Przypominamy archiwalny tekst z „Wprost” nr 1168 z 24 kwietnia 2005I zapraszamy do lektury najnowszego wywiadu: Spór o Powstanie trwa

 

Muzeum nowego typu

Pierwszą placówką muzealną nowego typu było Muzeum Holocaustu (Holocaust Memorial Museum) w Waszyngtonie. Jego powstanie otworzyło nową epokę w muzealnictwie historycznym. W 2000 roku otwarto wówczas najnowocześniejsze muzeum historyczne w Europie Środkowej – Terror Háza w Budapeszcie. W ostatnim czasie z sukcesem modernizowały i zmieniały swoje ekspozycje Imperial War Museum w Londynie i Yad Vashem w Jerozolimie.
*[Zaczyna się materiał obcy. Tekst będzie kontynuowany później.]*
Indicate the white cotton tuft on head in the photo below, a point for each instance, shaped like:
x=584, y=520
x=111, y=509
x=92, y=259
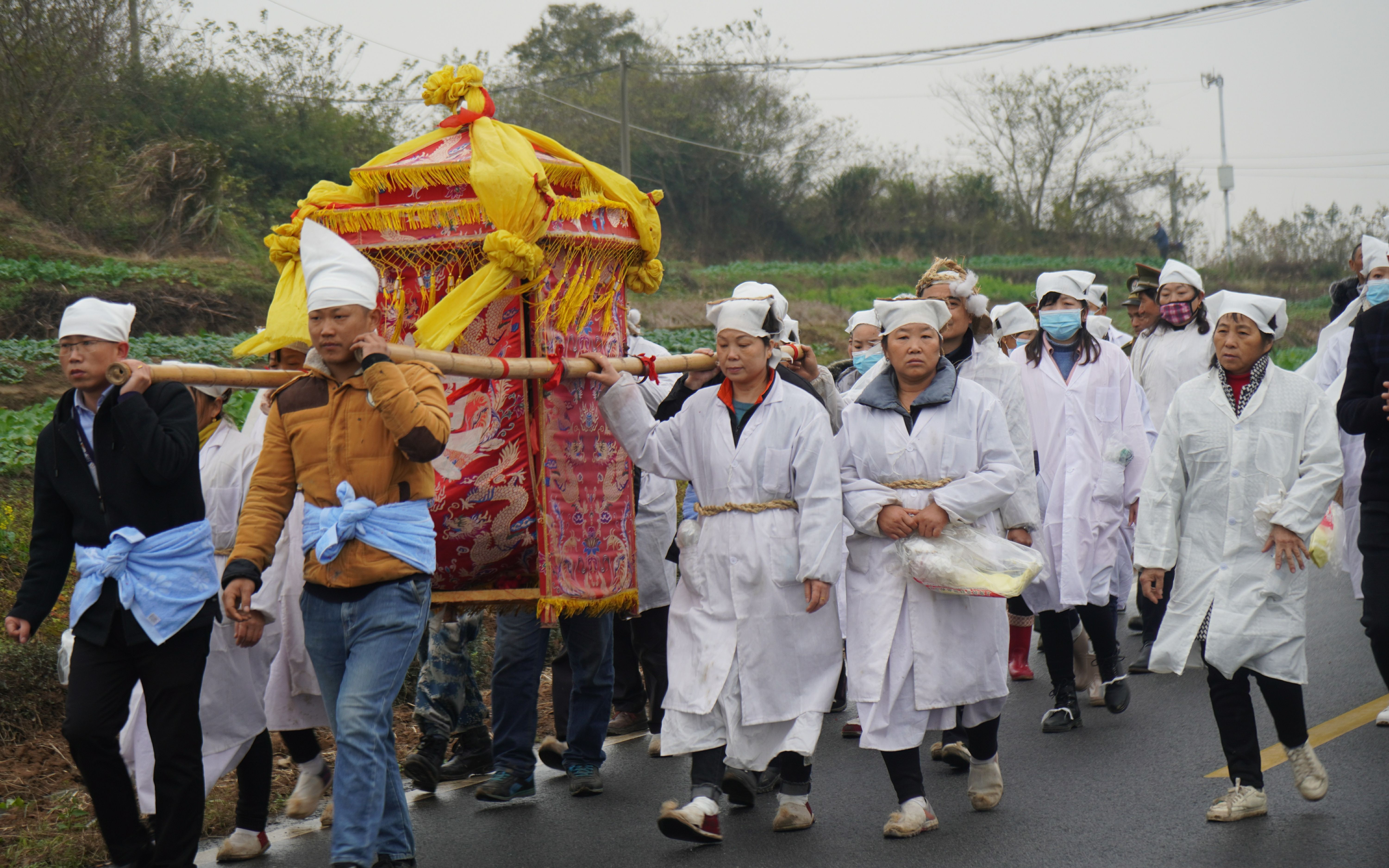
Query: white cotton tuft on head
x=1373, y=253
x=1263, y=310
x=863, y=319
x=752, y=290
x=1065, y=283
x=1013, y=319
x=335, y=273
x=895, y=313
x=740, y=316
x=98, y=319
x=1180, y=273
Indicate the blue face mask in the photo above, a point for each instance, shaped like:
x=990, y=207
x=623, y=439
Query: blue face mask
x=867, y=359
x=1063, y=326
x=1377, y=291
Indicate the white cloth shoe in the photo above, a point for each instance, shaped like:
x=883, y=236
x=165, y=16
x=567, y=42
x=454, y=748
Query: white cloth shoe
x=1238, y=803
x=915, y=819
x=242, y=845
x=1309, y=773
x=309, y=791
x=985, y=785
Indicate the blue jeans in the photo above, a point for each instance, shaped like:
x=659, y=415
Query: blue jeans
x=362, y=652
x=516, y=685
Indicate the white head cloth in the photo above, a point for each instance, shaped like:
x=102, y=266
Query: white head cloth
x=335, y=272
x=98, y=319
x=894, y=313
x=1261, y=309
x=740, y=315
x=1180, y=273
x=1374, y=253
x=863, y=319
x=752, y=290
x=1013, y=319
x=1066, y=283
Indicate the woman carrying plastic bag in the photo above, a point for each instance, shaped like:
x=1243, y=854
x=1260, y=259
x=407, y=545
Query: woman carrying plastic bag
x=922, y=451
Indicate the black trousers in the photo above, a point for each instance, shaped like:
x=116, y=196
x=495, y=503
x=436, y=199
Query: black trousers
x=1374, y=587
x=1101, y=623
x=99, y=701
x=1154, y=613
x=640, y=656
x=1236, y=720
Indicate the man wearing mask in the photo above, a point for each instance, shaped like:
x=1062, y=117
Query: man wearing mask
x=116, y=478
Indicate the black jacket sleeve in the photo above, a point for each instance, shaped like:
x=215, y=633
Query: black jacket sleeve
x=1361, y=409
x=51, y=545
x=160, y=431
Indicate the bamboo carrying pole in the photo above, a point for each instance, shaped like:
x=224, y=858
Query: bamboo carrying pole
x=481, y=367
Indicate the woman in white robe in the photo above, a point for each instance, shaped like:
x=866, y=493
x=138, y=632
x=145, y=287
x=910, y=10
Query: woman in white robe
x=755, y=649
x=920, y=660
x=1244, y=470
x=1092, y=452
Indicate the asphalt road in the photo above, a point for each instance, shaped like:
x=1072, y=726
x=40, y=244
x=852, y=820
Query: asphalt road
x=1122, y=791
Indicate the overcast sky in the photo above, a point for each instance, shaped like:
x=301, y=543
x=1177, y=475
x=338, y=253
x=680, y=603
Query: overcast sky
x=1304, y=84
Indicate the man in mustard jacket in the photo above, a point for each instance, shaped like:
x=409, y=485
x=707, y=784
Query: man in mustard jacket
x=358, y=438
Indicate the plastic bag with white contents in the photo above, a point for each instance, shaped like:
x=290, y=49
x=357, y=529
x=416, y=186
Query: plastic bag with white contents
x=969, y=562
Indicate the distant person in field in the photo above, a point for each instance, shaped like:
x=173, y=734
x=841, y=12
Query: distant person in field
x=116, y=478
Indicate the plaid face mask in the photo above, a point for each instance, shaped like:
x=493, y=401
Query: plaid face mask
x=1177, y=313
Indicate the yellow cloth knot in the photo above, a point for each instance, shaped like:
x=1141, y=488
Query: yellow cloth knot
x=451, y=87
x=515, y=253
x=645, y=278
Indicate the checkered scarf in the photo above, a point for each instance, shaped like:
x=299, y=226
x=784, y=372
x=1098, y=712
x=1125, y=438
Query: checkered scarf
x=1256, y=377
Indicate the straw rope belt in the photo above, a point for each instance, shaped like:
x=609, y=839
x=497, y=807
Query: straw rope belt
x=926, y=485
x=745, y=508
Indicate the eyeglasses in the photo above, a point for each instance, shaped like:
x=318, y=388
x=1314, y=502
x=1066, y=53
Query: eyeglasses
x=87, y=347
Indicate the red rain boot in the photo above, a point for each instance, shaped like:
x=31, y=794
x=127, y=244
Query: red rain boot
x=1020, y=644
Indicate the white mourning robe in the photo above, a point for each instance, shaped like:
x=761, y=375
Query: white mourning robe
x=1084, y=498
x=988, y=367
x=913, y=655
x=231, y=705
x=1209, y=473
x=748, y=666
x=1172, y=358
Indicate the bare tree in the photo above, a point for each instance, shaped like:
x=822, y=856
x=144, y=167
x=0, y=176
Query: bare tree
x=1051, y=135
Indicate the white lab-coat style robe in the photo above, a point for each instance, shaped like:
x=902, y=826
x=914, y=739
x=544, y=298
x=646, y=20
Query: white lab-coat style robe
x=913, y=655
x=1172, y=358
x=234, y=684
x=656, y=506
x=992, y=370
x=1331, y=378
x=748, y=666
x=1208, y=477
x=1086, y=498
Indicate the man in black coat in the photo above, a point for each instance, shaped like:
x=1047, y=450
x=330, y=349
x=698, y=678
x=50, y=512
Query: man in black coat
x=109, y=460
x=1365, y=410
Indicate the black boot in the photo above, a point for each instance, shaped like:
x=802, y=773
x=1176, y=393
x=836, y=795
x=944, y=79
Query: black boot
x=1116, y=687
x=472, y=755
x=1066, y=712
x=423, y=766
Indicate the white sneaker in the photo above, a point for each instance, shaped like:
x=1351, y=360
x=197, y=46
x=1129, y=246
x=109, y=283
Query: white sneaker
x=1238, y=803
x=985, y=785
x=242, y=845
x=915, y=819
x=309, y=791
x=1309, y=773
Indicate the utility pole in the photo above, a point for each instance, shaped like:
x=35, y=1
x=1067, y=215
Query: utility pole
x=626, y=163
x=135, y=34
x=1226, y=174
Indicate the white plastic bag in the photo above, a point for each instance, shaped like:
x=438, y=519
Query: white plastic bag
x=965, y=560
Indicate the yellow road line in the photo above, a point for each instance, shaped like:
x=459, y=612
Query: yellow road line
x=1319, y=735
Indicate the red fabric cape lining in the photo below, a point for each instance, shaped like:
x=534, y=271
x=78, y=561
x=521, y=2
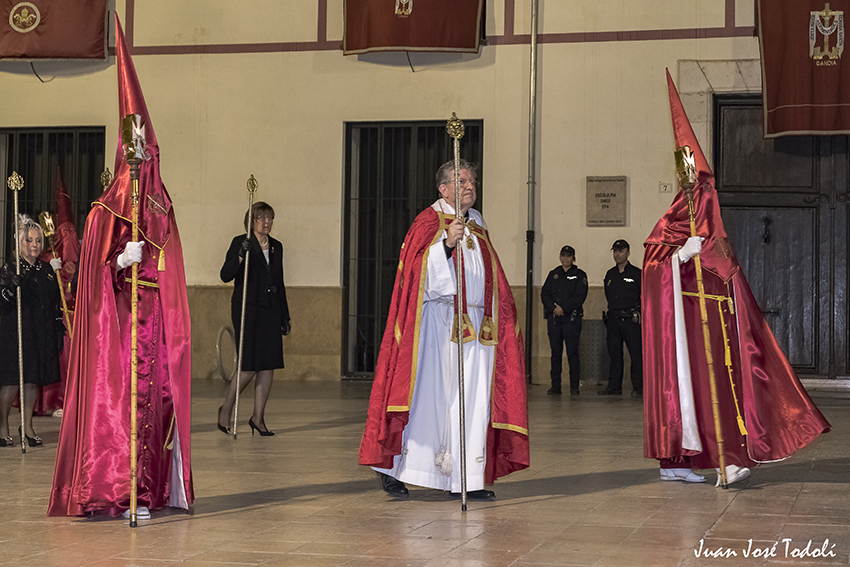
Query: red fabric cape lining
x=507, y=449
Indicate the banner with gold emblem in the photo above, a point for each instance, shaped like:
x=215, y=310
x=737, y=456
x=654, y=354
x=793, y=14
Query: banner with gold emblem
x=805, y=73
x=413, y=25
x=53, y=29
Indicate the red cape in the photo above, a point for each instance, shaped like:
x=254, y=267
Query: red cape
x=777, y=412
x=93, y=458
x=779, y=415
x=395, y=374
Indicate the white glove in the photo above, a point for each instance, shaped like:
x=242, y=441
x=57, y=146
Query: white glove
x=691, y=248
x=132, y=254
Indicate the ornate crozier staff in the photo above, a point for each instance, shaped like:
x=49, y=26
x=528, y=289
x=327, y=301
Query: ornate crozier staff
x=455, y=128
x=105, y=178
x=687, y=176
x=252, y=188
x=16, y=183
x=46, y=222
x=133, y=138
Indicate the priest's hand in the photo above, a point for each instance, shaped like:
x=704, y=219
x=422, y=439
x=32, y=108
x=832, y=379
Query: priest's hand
x=454, y=233
x=243, y=249
x=132, y=254
x=692, y=247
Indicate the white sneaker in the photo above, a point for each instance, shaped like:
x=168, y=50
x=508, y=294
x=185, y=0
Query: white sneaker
x=734, y=473
x=686, y=475
x=142, y=513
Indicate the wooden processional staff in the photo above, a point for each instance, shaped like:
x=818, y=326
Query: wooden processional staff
x=46, y=222
x=252, y=188
x=687, y=177
x=16, y=183
x=133, y=138
x=455, y=128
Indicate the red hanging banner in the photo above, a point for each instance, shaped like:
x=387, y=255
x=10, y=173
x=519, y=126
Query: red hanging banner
x=805, y=73
x=53, y=29
x=412, y=25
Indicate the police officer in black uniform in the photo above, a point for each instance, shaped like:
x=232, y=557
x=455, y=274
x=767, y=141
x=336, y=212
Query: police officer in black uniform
x=622, y=289
x=563, y=295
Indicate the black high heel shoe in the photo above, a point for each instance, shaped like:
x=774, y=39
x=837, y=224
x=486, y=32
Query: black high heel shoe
x=221, y=428
x=262, y=433
x=35, y=441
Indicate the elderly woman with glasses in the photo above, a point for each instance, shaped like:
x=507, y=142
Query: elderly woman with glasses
x=266, y=312
x=41, y=326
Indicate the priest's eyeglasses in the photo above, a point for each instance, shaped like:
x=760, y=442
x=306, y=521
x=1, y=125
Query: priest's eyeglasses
x=463, y=182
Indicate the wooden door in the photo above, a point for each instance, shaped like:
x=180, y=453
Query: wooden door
x=784, y=204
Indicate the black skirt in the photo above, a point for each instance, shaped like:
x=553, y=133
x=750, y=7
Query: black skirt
x=263, y=347
x=41, y=325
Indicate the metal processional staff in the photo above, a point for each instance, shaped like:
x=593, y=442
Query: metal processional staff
x=687, y=176
x=252, y=188
x=455, y=128
x=16, y=183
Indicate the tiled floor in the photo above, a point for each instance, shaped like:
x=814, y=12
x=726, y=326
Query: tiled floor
x=299, y=498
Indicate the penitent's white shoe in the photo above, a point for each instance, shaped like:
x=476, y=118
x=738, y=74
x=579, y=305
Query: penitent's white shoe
x=734, y=473
x=686, y=475
x=142, y=513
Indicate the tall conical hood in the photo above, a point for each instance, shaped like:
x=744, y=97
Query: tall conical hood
x=682, y=131
x=130, y=97
x=674, y=228
x=154, y=201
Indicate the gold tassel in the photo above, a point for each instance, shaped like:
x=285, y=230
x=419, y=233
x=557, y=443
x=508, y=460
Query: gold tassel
x=169, y=438
x=741, y=425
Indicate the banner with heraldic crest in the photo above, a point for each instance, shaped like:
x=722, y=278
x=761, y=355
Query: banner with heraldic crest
x=805, y=78
x=404, y=25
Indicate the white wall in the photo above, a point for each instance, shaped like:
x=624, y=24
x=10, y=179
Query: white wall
x=279, y=116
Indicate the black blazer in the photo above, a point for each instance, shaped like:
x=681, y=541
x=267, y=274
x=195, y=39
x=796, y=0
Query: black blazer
x=265, y=281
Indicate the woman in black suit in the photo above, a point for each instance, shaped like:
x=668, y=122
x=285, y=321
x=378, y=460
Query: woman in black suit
x=266, y=313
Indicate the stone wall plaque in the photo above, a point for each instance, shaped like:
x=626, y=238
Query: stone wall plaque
x=606, y=200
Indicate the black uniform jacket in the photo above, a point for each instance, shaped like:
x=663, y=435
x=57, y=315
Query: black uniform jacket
x=265, y=281
x=622, y=290
x=566, y=288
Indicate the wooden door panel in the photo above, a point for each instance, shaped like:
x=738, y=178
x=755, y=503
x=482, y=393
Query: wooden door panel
x=751, y=163
x=797, y=263
x=777, y=251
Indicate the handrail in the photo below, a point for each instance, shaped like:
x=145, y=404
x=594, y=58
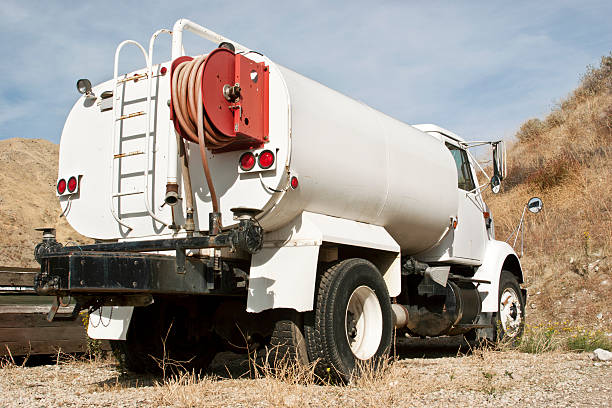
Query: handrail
x=148, y=131
x=112, y=166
W 2004 roku, po sześćdziesięciu latach oczekiwań, otwarto Muzeum Powstania Warszawskiego. W 2004 roku działało ono zaledwie 55 dni (w tym czasie odwiedziło je ponad 150 tys. osób). To wynik rekordowy zarówno wśród placówek samorządowych, jak i muzeów narodowych. Omówienia ekspozycji muzeum pojawiły się w najważniejszych periodykach muzealnych na świecie. W polskiej i zagranicznej prasie z okazji jego otwarcia ukazało się ponad 1000 artykułów. Muzeum powstania szybko zyskało ogólnonarodowy wymiar. Z ankiet wypełnianych przez odwiedzających wynika, że tu uczą się oni patriotyzmu. I robią to nie tylko uczniowie, ale też żołnierze, klerycy, adwokaci czy gospodynie domowe.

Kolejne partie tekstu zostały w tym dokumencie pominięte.